That said, a negative prompt like we have in stable diffusion would still be very cool.
ec109685 · 2h ago
If you make models fast enough, you can onboard that expert developer instantly and let them reason their way to a solution, especially when giving access to a RAG to.
Over time, I models will add more memory and institutional knowledge capture rather than starting from a blank slate each time.
airstrike · 2h ago
I thought of that as I wrote my comment, but I think the infrastructure and glue to make that possible in a consistent, fast and scalable way is still a few years out.
heliophobicdude · 3h ago
I think the lede is being buried. This is a great and fast InstructGPT. This is absolutely going to be used in spell checks, codemods, and code editors.
Instant edits feature can surgically perform text edits fast without all the extra fluff or unsolicited enhancements.
I copied shadertoys, asked it to rename all variables to be more descriptive and pasted the result to see it still working. I'm impressed.
KingMob · 1h ago
Spell check? Isn't that a well-solved problem at this point?
8n4vidtmkvmk · 42m ago
How does grammarly exist then? Must be some secret sauce in there.
dleeftink · 1h ago
Solved how? Language is always evolving
never_inline · 27m ago
Google Docs spellcheck has been really good for few years even before LLMs
renjimen · 22m ago
The speed this can build makes me think software is soon to become a lot more fluid than our traditional iterative approach. Apps could ship minimal and build whatever else they need to at the user’s behest.
vFunct · 16m ago
The challenge for LLMs over the next year is to get them to operate on large data sets/code bases with millions/billions of tokens through some kind of distributed hierarchical framework, with each LLM operating on a local set of 20k or whatever subset of tokens.
mountainriver · 3h ago
Diffusion is more than just speed. Early benchmarks show it better at reasoning and planning pound for pound compared to AR.

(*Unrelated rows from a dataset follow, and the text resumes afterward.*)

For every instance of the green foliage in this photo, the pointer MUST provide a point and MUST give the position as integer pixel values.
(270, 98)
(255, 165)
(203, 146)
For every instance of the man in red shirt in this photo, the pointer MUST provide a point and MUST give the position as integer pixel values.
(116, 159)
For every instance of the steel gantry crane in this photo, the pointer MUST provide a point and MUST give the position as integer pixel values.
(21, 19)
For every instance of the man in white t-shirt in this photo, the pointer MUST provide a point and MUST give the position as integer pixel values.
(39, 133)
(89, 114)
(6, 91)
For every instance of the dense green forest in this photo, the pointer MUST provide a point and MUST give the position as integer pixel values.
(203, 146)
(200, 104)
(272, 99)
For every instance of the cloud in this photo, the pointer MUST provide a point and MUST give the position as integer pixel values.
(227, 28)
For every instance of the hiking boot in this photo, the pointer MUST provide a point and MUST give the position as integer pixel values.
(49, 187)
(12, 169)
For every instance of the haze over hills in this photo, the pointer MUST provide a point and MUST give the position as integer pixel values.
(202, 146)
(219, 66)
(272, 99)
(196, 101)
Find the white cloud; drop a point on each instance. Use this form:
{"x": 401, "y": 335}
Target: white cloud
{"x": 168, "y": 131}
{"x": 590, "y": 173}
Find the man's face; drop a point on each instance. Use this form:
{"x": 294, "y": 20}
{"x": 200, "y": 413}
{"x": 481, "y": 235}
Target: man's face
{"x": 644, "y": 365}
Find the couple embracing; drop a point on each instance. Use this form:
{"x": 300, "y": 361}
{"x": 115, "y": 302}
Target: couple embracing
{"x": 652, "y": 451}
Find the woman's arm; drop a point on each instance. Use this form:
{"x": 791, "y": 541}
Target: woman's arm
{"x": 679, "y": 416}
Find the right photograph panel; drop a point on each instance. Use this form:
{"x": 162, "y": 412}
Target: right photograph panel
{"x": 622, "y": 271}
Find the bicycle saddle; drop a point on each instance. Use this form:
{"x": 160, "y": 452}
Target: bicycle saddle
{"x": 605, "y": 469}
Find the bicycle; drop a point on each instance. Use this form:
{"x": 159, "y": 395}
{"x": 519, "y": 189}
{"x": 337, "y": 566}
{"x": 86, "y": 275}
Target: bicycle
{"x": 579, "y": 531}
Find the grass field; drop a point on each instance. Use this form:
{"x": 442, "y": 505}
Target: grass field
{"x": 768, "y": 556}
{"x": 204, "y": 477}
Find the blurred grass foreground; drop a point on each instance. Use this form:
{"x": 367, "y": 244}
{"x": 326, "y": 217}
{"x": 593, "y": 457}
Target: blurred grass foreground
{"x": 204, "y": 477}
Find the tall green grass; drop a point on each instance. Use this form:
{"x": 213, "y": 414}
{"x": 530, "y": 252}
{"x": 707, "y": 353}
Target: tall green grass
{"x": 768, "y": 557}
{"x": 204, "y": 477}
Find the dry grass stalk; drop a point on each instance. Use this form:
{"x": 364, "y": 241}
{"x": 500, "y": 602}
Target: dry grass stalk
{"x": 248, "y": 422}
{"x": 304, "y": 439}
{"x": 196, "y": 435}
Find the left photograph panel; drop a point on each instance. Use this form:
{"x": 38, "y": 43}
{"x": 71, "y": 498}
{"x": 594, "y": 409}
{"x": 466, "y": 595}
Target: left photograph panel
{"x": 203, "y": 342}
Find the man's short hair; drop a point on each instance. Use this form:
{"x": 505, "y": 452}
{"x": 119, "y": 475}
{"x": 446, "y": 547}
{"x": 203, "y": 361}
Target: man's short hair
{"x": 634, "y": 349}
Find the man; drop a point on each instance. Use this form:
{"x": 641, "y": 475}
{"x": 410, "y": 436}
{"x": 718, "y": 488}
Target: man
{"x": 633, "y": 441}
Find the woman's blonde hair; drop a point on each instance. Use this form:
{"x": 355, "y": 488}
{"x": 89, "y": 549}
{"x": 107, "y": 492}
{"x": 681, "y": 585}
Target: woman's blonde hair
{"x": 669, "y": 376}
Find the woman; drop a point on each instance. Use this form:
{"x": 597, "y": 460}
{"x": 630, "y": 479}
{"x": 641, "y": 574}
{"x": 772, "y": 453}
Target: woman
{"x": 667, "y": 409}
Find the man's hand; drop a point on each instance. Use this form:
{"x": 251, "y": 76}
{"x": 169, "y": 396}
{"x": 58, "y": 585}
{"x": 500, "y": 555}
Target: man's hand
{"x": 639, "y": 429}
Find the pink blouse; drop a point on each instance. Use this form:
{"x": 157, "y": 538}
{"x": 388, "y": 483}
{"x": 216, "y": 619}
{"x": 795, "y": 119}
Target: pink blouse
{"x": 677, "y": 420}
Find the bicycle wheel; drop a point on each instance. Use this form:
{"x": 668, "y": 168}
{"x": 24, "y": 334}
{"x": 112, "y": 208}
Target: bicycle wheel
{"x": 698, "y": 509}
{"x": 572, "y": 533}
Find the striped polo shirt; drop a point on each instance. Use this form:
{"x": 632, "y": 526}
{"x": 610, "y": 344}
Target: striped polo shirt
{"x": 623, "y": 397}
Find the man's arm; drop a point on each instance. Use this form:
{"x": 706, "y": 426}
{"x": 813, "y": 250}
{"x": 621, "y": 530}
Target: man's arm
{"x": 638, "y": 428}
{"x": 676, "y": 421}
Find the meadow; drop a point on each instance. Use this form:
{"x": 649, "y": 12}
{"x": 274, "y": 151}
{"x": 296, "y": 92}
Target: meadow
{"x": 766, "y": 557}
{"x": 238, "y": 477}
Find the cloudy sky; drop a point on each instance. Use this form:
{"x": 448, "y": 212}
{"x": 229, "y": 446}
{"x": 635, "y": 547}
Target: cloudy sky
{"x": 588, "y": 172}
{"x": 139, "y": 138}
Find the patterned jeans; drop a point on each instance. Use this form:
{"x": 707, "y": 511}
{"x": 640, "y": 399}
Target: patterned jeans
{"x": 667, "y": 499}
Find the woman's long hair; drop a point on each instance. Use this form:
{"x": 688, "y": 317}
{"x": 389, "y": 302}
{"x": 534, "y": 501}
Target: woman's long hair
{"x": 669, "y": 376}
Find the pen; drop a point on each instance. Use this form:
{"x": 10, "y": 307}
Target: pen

This is because it can edit and doesn’t suffer from early token bias.
hansvm · 1h ago
AR doesn't inhibit long planning processes, but some popular, modern instantiations of AR have that flaw. AR in general is critical for learning the right distribution.
mdp2021 · 50m ago
> AR in general is critical for learning the right distribution
Could you please clarify that?
martincsweiss · 3h ago
This is a super interesting claim - can you point to these benchmarks?
mdp2021 · 2h ago
Try this one:
# d1: Scaling Reasoning in Diffusion Large Language Models via Reinforcement Learning
> Gemini Diffusion’s external benchmark performance is comparable to much larger models, whilst also being faster.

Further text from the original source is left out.